セルフ署名のサーバ証明書を利用して HTTPS 通信を実現する方法

HTTPS 通信を行うにはサーバ証明書の設定が必要です。

ソフトウェアを開発して、実際に一般ユーザー向けに運用する場合には、信頼できる認証局(サーバ証明書発行サービスを行っている業者)にサーバ証明書を発行してもらうのが普通です。無料で発行してくれるところもありますが、 通常は費用が発生します。

しかし、開発時には必ずしも外部の認証局に証明書を発行してもらう必要はありません。 OpenSSL などのツールで証明書を自分で作成して、それを利用することで HTTPS 通信を実現できます。

信頼された認証局で発行した証明書を使わないと、ブラウザの画面ではセキュリティ上の警告が表示されます。

次のコマンドでサーバー証明書を発行することができます。

> openssl genrsa -out key.pem
> openssl req -new -key key.pem -out csr.pem
> openssl x509 -req -days 9999 -in csr.pem -signkey key.pem -out cert.pem

最初のコマンドでは秘密鍵 key.pem を生成しています。 次のコマンドでは、最初のコマンドで作成した秘密鍵を使って、CSR csr.pem を作成しています。

最後のコマンドで csr.pem に生成した秘密鍵で署名することによって、 サーバ証明書 cert.pem を生成しています。

Node.js + Express で HTTPS を利用するサンプルコードは次のようになります。

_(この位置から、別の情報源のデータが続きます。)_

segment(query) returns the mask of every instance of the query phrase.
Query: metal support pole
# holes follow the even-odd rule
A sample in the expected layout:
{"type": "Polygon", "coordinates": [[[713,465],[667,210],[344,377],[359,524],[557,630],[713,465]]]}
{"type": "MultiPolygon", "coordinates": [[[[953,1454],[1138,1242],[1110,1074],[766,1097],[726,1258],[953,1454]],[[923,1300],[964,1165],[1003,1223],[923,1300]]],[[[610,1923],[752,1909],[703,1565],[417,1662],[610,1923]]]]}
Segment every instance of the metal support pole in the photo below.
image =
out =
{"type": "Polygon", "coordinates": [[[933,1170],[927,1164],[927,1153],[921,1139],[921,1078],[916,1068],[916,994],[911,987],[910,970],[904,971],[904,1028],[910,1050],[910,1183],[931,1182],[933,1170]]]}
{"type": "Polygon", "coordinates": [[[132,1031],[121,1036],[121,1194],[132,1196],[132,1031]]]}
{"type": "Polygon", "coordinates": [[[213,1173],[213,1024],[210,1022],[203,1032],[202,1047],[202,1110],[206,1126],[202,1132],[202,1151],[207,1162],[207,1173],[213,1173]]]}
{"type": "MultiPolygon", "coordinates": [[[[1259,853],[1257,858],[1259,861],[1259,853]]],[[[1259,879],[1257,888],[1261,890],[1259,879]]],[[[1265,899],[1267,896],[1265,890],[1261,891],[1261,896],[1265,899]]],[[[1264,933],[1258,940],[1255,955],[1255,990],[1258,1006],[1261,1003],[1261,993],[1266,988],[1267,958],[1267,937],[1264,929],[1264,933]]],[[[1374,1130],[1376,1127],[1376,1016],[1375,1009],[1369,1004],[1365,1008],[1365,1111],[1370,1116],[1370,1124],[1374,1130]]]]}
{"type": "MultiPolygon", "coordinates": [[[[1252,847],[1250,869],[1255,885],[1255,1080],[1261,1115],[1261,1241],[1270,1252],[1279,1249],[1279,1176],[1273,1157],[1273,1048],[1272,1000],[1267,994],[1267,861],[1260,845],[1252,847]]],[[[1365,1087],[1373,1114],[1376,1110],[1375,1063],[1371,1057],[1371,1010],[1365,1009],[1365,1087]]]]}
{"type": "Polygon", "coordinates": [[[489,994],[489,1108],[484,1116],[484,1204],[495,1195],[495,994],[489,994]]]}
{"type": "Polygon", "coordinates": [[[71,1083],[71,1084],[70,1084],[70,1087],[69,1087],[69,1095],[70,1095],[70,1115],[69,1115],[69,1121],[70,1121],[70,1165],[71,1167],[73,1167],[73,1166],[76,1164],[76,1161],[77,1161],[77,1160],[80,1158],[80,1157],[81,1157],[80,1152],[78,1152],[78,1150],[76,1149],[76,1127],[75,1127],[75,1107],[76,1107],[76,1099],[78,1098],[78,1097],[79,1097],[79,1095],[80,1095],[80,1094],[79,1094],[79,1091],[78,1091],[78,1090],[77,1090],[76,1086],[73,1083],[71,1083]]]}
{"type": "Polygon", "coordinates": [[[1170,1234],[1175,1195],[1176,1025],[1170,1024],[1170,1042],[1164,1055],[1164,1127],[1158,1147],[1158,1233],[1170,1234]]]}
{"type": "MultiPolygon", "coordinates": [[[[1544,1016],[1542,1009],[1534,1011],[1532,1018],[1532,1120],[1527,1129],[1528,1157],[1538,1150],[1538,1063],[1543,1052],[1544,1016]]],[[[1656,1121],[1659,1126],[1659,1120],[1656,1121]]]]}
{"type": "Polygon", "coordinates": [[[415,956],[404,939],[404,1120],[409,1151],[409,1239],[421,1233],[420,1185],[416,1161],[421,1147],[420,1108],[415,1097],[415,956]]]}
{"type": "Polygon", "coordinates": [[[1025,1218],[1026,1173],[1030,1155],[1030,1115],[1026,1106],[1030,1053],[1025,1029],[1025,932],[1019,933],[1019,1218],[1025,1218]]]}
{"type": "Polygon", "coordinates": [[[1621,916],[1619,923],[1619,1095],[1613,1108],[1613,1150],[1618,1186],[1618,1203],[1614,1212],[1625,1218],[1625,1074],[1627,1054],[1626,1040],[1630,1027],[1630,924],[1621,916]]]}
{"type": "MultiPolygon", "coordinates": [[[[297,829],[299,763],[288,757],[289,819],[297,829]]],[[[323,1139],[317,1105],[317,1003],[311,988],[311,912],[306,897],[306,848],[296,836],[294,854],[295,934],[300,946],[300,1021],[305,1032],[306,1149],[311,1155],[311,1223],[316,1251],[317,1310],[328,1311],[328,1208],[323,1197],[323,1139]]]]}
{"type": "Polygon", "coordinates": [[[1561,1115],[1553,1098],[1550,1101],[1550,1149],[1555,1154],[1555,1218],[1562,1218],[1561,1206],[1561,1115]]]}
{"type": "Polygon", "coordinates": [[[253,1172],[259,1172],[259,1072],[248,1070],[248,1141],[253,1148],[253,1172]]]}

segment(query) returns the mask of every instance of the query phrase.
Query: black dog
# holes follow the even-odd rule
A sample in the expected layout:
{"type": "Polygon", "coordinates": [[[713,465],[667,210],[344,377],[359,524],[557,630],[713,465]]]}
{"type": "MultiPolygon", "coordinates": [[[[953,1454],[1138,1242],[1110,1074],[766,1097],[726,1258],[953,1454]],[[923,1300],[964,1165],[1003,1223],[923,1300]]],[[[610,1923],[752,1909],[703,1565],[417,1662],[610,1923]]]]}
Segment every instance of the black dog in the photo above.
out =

次のコマンドで Node プロジェクトを作成して、express をインストールします。

> mkdir test
> cd test
> npm init
> npm install --save express

index.js を次のようにします。

const express = require('express');
const https = require('https');
const fs = require('fs');
const app = express();

const options = {
    key: fs.readFileSync('key.pem'),
    cert: fs.readFileSync('cert.pem')
};

app.get('/test1', (req, res) => {
    res.status(200).json({ message: 'Hello!'});
});

https.createServer(options, app).listen(3001, () => console.log('HTTPS listening on 3001...'));

この例では 3001 番ポートで HTTPS を待ち受けています。